NHS England has some 1,500 data sharing agreements with third parties, and the Royal Free Trust says it has “a number of data sharing agreements with organizations which provide a range of different services for the Trust.” The amount of data processing in health care will only continue to grow, and there is little value to patients in receiving notifications, or worse, requests to opt-in to sharing their data, for every single third-party vendor a hospital uses to assist in providing care.
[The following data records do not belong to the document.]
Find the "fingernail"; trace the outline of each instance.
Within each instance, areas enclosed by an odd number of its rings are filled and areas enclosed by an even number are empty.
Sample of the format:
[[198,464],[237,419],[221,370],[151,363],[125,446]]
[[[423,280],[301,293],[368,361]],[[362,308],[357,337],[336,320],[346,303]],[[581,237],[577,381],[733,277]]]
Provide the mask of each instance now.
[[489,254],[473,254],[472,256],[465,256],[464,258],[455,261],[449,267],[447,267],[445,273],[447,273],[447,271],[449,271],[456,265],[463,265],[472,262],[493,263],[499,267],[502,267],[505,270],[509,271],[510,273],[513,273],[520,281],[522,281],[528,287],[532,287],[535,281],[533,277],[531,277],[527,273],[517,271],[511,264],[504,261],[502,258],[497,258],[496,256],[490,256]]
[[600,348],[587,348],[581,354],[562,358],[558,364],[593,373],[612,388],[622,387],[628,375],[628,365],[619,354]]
This is why there are already rules in place to maintain necessary routine data sharing—they simply need to be updated to account for technological change brought about by AI. Effective use of AI depends on access to data, and unless policymakers want the technology to remain a curious exception among healthcare tools, they should update the regulations to allow hospitals to test it.
Unfortunately, that does not seem to be the priority for ICO. The “lessons” proffered in a blog post on this matter by the Information Commissioner send out completely the wrong message, telling the health sector that “new cloud technologies mean that you can, not that you should.” Given the possible benefits of medical AI, and the extremely low risk of harm to patients compared to most other medical innovations, this advice is as unhelpful as it is clichéd. If hospitals can improve the way doctors treat patients who have suffered damage to their vital organs, then they definitely should. Indeed, one might argue that regulators should compel hospitals to notify patients if they do not use the most advanced tools at their disposal to provide the best possible care.
Clinical trials like these are necessary for any new medical tool. With medical AI, the proposed benefits are modestly promising, and the risks are low. Government should bring the regulations up to date in order to encourage the advancement of this technology in healthcare, instead of letting outdated rules stand in its way.